This excerpt taken from the HSY DEF 14A filed Mar 16, 2007.
What are the tax aspects of the EICP?
A recipient of a stock option or SAR will not have taxable income upon the grant of the option or SAR. For options and SARs the participant will recognize ordinary taxable income on exercise equal to the increase of the fair market value of the shares over the exercise price on the date of exercise. In the United States, any gain or loss recognized upon any later disposition of the shares generally will be capital gain or loss.
Unless the participant elects to be taxed at the time of receipt of an award of restricted stock or performance stock, the participant will not have taxable income until the restricted stock or performance stock vests. The taxable income will be the fair market value of the shares at the time of vesting. A recipient of restricted stock units, performance stock units, or deferred stock units or other stock-based awards and cash awards will not have taxable income until the award is paid. The participant will recognize taxable income equal to the fair market value of the shares or the amount of cash received by the participant. In addition, section 409A of the Internal Revenue Code imposes certain restrictions on deferred compensation arrangements.
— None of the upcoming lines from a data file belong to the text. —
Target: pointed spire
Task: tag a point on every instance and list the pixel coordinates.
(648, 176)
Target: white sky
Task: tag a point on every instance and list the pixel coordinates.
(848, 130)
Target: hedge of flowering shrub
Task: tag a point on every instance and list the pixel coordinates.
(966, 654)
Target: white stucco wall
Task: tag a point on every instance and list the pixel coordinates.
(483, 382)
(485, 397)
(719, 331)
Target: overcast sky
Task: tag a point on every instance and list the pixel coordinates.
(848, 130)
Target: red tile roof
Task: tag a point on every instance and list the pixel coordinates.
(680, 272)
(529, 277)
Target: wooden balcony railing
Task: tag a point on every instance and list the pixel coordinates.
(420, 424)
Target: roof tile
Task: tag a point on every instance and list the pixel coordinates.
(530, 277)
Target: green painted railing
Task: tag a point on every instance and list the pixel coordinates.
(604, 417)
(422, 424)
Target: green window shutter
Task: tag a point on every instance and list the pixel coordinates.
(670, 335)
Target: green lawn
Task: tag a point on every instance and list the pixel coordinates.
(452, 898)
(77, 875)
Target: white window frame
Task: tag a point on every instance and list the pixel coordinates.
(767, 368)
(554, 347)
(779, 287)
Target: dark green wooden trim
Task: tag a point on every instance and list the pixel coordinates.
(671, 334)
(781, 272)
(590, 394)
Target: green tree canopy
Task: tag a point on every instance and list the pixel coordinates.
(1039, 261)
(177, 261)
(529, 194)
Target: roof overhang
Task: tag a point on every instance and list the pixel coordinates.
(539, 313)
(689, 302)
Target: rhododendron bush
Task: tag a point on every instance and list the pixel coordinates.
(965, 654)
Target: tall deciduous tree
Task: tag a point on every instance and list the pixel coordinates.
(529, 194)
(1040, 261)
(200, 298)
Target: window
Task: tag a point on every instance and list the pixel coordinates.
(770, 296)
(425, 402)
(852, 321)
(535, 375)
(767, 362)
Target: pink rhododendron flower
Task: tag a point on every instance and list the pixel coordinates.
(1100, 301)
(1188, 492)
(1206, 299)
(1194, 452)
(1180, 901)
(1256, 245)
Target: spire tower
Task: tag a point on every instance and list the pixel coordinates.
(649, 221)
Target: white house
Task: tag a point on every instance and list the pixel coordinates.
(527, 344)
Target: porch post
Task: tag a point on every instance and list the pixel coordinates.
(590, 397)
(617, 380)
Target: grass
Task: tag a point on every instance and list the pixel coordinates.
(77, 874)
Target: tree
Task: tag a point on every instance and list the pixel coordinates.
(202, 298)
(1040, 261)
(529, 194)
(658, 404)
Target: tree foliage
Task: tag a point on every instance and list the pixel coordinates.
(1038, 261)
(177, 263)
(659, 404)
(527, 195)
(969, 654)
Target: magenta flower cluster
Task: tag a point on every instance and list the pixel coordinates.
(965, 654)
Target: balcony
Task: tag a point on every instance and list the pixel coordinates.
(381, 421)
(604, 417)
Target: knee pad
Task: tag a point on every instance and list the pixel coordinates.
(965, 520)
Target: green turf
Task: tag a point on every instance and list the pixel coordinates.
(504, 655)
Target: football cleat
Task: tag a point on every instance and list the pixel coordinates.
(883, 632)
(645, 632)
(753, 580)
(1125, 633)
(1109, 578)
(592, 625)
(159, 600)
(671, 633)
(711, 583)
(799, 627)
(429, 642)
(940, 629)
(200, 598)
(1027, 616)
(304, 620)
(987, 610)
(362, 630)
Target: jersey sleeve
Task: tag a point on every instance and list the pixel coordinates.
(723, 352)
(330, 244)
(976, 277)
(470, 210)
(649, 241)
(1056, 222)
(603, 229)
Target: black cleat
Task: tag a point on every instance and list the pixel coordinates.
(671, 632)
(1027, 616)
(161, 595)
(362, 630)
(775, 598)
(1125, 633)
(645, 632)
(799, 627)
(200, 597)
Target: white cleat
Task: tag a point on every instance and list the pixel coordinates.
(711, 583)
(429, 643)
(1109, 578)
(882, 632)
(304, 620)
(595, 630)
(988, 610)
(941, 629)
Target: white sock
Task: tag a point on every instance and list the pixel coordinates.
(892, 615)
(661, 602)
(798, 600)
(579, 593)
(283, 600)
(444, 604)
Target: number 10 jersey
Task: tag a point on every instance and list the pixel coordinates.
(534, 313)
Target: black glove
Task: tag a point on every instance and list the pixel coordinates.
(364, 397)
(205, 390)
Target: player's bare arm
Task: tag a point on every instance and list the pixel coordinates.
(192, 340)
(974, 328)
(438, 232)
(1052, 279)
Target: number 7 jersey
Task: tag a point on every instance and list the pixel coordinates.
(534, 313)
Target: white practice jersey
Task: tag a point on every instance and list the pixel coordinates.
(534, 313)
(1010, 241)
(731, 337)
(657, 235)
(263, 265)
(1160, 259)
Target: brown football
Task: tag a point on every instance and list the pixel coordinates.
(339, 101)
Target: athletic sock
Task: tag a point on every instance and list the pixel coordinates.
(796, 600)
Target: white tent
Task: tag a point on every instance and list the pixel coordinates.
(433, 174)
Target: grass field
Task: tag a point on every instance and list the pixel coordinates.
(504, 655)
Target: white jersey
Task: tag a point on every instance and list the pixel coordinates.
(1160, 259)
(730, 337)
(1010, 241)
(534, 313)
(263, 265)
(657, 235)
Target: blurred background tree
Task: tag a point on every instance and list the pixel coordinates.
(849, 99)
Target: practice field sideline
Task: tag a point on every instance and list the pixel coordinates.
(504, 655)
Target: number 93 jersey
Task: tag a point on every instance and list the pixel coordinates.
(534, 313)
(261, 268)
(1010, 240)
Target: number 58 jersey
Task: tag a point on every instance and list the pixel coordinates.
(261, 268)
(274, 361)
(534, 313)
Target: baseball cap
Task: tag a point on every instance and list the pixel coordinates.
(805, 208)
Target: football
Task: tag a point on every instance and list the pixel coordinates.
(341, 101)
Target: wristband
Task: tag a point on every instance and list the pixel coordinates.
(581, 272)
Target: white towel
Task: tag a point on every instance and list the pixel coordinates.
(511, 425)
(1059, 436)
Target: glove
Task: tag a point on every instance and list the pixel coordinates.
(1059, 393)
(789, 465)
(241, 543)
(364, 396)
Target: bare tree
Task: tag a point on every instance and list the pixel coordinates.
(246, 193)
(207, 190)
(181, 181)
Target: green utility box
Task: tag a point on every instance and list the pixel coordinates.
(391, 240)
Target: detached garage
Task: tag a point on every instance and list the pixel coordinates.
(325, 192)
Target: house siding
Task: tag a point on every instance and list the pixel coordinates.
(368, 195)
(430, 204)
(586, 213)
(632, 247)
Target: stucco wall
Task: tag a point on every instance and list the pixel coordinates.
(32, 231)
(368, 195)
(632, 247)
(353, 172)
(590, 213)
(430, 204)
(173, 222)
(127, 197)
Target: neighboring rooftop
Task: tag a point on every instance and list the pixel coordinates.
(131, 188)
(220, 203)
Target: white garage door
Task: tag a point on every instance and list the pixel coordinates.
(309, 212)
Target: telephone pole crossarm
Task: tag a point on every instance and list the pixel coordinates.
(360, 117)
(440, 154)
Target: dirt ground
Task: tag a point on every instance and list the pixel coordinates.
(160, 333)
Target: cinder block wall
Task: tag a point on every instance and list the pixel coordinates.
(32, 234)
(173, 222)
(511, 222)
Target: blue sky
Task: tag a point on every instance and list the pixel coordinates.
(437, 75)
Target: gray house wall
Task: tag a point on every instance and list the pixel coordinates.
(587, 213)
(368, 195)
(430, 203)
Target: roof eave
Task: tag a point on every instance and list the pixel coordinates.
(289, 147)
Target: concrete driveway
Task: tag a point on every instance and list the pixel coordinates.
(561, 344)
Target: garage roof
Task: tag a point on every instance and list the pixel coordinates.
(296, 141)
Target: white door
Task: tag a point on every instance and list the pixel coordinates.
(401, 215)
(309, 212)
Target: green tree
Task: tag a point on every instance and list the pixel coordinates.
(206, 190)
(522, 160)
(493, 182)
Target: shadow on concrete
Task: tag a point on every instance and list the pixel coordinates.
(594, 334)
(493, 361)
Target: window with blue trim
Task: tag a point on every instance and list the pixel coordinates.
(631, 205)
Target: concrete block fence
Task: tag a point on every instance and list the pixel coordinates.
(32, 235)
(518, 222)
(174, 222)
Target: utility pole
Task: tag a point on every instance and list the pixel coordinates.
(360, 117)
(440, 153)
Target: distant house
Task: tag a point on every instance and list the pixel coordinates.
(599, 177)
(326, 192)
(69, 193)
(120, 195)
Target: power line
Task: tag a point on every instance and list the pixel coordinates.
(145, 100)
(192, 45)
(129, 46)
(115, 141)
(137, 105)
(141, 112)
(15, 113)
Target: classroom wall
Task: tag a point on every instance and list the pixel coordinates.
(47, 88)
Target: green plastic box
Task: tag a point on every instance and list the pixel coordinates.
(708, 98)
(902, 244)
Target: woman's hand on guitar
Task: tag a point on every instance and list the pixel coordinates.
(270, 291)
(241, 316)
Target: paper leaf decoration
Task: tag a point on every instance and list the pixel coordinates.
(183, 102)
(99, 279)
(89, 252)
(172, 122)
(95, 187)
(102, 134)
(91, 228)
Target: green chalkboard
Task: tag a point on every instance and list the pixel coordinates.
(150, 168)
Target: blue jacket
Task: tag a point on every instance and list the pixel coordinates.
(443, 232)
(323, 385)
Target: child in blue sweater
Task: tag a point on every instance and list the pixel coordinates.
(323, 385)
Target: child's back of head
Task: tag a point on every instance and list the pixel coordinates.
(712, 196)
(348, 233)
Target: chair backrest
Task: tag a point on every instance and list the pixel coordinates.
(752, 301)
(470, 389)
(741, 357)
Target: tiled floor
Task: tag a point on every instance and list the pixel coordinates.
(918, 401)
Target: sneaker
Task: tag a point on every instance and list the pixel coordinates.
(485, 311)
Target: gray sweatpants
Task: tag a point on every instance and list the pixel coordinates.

Awards that are treated as deferred compensation under section 409A are intended to meet the requirements of that section.
At the discretion of the Committee, the EICP allows a participant to satisfy tax withholding requirements under U.S. federal and state tax laws or applicable foreign tax laws in connection with the exercise or receipt of an award by electing to have shares of Common Stock withheld, or by delivering to us already-owned shares of our Common Stock, having a value equal to the amount required to be withheld. If shares of our Common Stock are withheld to satisfy a participants tax withholding obligations with respect to an award, then the withheld shares will not be available again for issuance under the EICP.
We will be entitled to a tax deduction in connection with an award under the EICP only in an amount equal to the ordinary taxable income realized by the participant and at the time the participant recognizes the income. Section 162(m) of the Internal Revenue Code contains special rules regarding the federal income tax deductibility of compensation paid to our Chief Executive Officer and certain other executive officers. The general rule is that annual compensation paid to the Chief Executive Officer or other named executive officers will be deductible only to the extent that it does not exceed $1,000,000. However, we can preserve the deductibility of certain compensation in excess of $1,000,000 if we comply with conditions imposed by section 162(m), including the establishment of a maximum number of shares with respect to which awards may be granted to any one employee during one year, and for awards other than options and SARs, the Committee setting performance goals which must be achieved prior to payment of the awards. The EICP is designed to enable the Committee to grant awards that satisfy the requirements of section 162(m), thereby allowing us to minimize the effect of section 162(m) on our federal income tax deduction in connection with these awards.
The tax discussion above is based on U.S. income tax laws as currently in effect and is not intended to be a complete discussion of or to address the tax treatment under any foreign jurisdiction or any state or local laws.